Regardless what matters a lot is "one button issue" constituencies, that is large blocks of voters whose depends critically on one issue, because they have a disproportionate influence in electoral politics. The two largest such blocks are "southern property prices" and "women's welfare". While people who rent and male voters are more fragmented. Politicians know that by pandering to southern owners and women they can switch large blocks of votes (also because a majority of owners are women, by way of divorce and inheritance as well as purchase...).

Anonymous said...

Amen. I much prefer to read your blog on a Sunday. The Observer is worse than the guardian, which itself isn't what I recall it being.

Anonymous said...

Heh. I guess you went into sociology to help you make sense of the world, but sociology is notoriously full of nonsense too, as you are well aware. It may well be that your predictions re the new kinds of labour, etc, etc, have merit but, judging from the many blog posts of yours I have read, your analysis appears to ignore inconvenient trends, contexts and characteristics. A certain form of conservatism may be doomed - but that does not mean it will not be replaced by something even worse.
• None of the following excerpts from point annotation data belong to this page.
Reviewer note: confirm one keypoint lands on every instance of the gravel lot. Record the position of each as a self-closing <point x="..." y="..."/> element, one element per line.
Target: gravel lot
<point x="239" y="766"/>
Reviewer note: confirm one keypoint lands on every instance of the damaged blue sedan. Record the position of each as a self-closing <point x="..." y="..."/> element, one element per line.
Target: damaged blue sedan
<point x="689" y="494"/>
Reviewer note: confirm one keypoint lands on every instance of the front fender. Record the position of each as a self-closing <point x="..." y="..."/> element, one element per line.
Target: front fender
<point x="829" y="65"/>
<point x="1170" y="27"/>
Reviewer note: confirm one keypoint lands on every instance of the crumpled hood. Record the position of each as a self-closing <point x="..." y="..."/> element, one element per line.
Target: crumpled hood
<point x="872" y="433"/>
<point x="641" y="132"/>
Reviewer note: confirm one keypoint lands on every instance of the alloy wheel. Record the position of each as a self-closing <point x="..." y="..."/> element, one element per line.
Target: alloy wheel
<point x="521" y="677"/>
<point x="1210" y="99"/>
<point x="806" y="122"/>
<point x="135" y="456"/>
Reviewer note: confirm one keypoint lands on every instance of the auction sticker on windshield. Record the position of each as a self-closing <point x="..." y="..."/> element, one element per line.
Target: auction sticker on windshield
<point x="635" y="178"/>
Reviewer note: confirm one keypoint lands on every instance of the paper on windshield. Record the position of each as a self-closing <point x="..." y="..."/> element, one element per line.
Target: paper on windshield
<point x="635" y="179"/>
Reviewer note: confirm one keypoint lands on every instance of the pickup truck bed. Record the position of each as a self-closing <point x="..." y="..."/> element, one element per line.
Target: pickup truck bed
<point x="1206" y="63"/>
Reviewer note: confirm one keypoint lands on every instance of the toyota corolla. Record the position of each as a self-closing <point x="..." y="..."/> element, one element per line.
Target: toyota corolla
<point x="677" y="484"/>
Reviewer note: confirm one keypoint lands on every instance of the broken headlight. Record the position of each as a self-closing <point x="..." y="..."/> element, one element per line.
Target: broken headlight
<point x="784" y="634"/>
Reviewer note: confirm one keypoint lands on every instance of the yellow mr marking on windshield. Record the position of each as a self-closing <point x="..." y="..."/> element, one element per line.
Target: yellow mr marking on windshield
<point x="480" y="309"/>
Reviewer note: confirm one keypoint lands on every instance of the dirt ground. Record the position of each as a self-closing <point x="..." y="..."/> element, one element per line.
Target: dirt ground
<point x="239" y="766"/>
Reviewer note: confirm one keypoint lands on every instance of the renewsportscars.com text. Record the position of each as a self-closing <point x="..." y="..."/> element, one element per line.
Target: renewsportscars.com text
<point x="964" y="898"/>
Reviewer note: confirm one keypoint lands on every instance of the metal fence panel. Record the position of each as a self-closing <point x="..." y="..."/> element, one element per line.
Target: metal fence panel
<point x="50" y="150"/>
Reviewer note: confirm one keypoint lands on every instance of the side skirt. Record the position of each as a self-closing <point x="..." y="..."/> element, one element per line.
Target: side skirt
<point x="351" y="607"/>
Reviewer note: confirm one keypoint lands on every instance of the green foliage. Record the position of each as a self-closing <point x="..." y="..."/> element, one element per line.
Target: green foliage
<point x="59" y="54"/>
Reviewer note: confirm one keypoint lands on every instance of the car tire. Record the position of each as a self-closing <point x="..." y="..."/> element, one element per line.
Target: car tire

It may be comforting to believe the collapse of the right is inevitable, but Christians say the same thing about the Kingdom of Heaven. And like any religion, you have a great get-out clause.

But you're probably right - you're too canny to speak of landslides but substitute 'left-wing landslide' for your feverish talk of 'Corbyn insurgency', and it amounts to the same thing.

I've always appreciated and admired the effort you put into this blog, and find much of what you say illuminating. The Left is a broad church and the struggle for 'progress' is a journey, not a destination (see Lenin, Stalin, Pol Pot, Mao).

Sociology has its place but it is not a panacea. The Bard made an astute dig at the scientists of his own age: There are more things in heaven and Earth, Horatio, Than are dreamt of in your philosophy

Life IS bewildering, that's the secret of it, which is why philosophy didn't end at Hegel and science didn't end with Newton. Circumspection is advised.

Phil said...

Indeed, a certain form of conservatism is doomed and another one will come along eventually. But it will do so on a certain material basis, and different to the one the Conservative Party currently depends on and is, despite itself, progressively narrowing.

As for the Corbyn insurgency, this was a real thing. It actually existed. Which is why it's right and proper to talk about it.

The social world is complex and is bedevilled with tendencies and counter tendencies, which is what this blog analyses and makes sense of. The mono-mechanical predictions you accuse this place of peddling are entirely artefacts of your imagination.